Şengül Boybaş: “Karakterler Gözlemlerimden Doğdu, Atiye ‘yi İse Ben Doğurdum”

haberİ oku

Bu röportaj, KalemKahveKlavye’nin “Türkiye Dizi Tarihinde Kitap Uyarlamaları” mini dosyası kapsamında yayınlandı. Dosyanın diğer içeriklerine ulaşmak için TIKLAYIN.

Şengül Hanım, hoş geldiniz.
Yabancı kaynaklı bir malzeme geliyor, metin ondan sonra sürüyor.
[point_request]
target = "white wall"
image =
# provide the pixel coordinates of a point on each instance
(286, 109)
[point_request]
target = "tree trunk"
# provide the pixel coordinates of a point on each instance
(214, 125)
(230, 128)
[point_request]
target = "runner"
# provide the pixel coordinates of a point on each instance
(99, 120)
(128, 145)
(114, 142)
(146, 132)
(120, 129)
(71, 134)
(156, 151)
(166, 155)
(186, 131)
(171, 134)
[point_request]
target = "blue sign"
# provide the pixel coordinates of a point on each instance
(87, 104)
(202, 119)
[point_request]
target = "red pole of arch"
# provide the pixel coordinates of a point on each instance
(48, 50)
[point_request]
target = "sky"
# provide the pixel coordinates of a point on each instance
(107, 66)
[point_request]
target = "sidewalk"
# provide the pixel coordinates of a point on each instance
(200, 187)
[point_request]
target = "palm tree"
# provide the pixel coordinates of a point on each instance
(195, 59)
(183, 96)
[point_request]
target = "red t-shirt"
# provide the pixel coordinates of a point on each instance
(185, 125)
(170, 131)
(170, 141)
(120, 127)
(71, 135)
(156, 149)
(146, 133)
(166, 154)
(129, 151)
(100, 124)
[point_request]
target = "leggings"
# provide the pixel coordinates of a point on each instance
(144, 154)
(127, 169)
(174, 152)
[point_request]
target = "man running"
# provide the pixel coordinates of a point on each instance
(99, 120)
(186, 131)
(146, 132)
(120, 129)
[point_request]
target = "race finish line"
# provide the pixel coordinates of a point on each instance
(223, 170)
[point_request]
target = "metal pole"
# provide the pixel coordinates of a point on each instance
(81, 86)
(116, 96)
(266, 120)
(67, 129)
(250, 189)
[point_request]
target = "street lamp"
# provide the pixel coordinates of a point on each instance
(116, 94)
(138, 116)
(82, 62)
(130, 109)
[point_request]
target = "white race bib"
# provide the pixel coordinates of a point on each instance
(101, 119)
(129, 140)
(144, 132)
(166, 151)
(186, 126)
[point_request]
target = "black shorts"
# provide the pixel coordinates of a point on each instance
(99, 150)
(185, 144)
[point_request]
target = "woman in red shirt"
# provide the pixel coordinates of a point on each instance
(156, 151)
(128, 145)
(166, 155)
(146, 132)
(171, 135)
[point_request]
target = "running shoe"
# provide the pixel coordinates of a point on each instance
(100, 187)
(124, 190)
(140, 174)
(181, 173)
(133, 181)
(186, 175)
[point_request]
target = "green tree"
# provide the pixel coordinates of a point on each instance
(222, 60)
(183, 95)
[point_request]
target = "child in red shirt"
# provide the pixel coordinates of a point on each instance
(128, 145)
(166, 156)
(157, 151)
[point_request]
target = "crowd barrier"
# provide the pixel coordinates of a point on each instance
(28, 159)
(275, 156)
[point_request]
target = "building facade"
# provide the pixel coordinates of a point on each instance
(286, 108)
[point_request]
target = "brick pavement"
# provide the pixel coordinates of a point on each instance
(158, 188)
Hem Atiye’nin izleyiciyle hem de Dünyanın Uyanışı‘nın okurla ikinci buluşmasını tebrik ederek başlayalım. İlk kitaptan bugüne uzanan süreç nasıl gidiyor sizin açınızdan?
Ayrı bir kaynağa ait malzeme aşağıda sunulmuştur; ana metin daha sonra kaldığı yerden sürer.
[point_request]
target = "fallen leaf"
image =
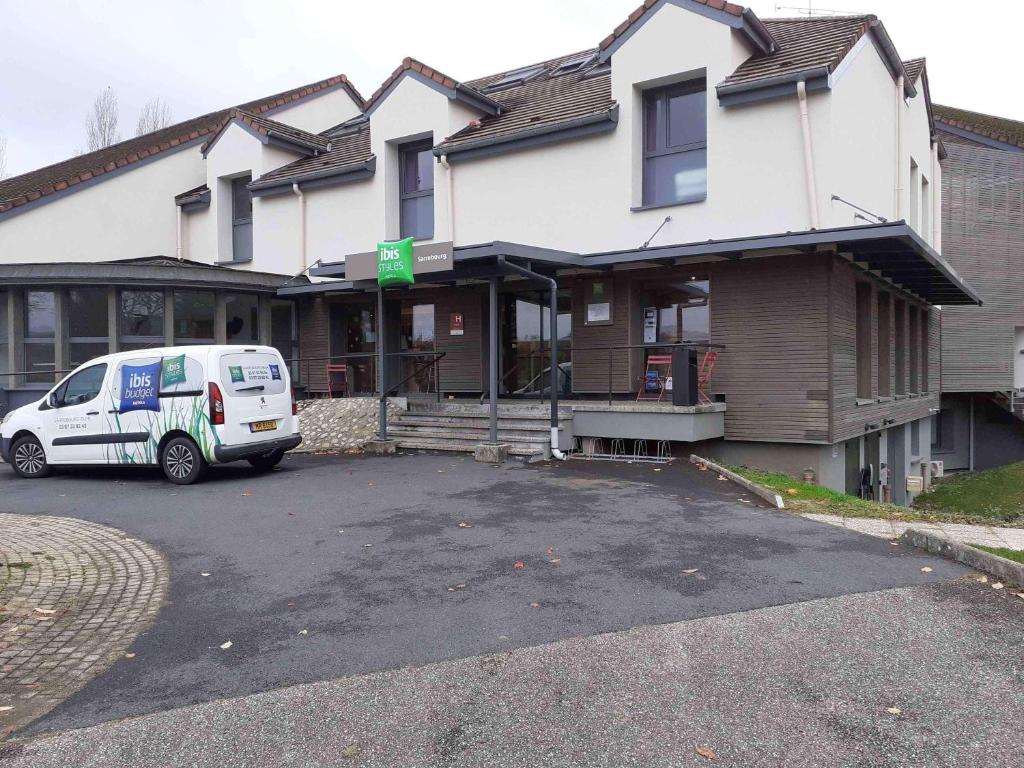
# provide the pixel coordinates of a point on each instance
(705, 751)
Öncelikle teşekkür ederim heyecanıma ortak olduğunuz için. Biraz sancılı ama keyifle ilerliyor süreç. Kendimle yarışmaya çabalıyorum, her yeni üretimde bir öncekinin üzerine bir taş koymaya uğraşıyorum. Eskiden daha kaygılıydım, şimdilerde sanıyorum ki bu kaygıyı üretime çevirmeyi öğrendim. Kabul edersiniz ki zor bir süreçten geçiyor dünya, bu aşamada hepimiz görevliyiz ve birbirimize karşı sorumluyuz. Bu farkındalıkla ilerliyor benim yolum…

İlk kitaptan beri seri olacağı fikri var mıydı? Kaç bölüm gibi planlıyorsunuz?
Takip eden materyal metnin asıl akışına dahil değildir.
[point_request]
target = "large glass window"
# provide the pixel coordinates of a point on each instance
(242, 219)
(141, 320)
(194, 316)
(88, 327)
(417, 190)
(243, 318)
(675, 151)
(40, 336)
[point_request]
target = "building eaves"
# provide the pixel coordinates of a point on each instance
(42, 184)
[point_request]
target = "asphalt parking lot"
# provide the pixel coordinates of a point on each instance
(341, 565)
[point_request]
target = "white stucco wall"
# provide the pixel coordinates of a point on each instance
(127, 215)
Seri olacağına yazarken karar verdim aslında, baştan değil yolda alınmış bir karar. Yol devam ettikçe seri de devam eder…

Küsurat Yayınları gibi hem kurum hem ekip olarak genç ve üretken bir yayıneviyle çalışıyorsunuz. Onlarla ilişkiniz nasıl gelişti, nasıl bir çalışma sisteminiz var?

Biz bir aileyiz. Hastalıkta sağlıkta, varlıkta yoklukta, her daim ve her zaman beraber üstesinden geliyoruz tüm süreçlerin. Editörüm Büşra genç yaşına rağmen gerçek bir kriz yöneticisi ve aynı zamanda harika bir vizyonu var. Ben söz dinleyen bir ekip arkadaşıyım, benim işim yalnızca yazmak , okura ulaşması için tüm süreçleri Büşra ve o tatlı ekip arkadaşları yönetiyor…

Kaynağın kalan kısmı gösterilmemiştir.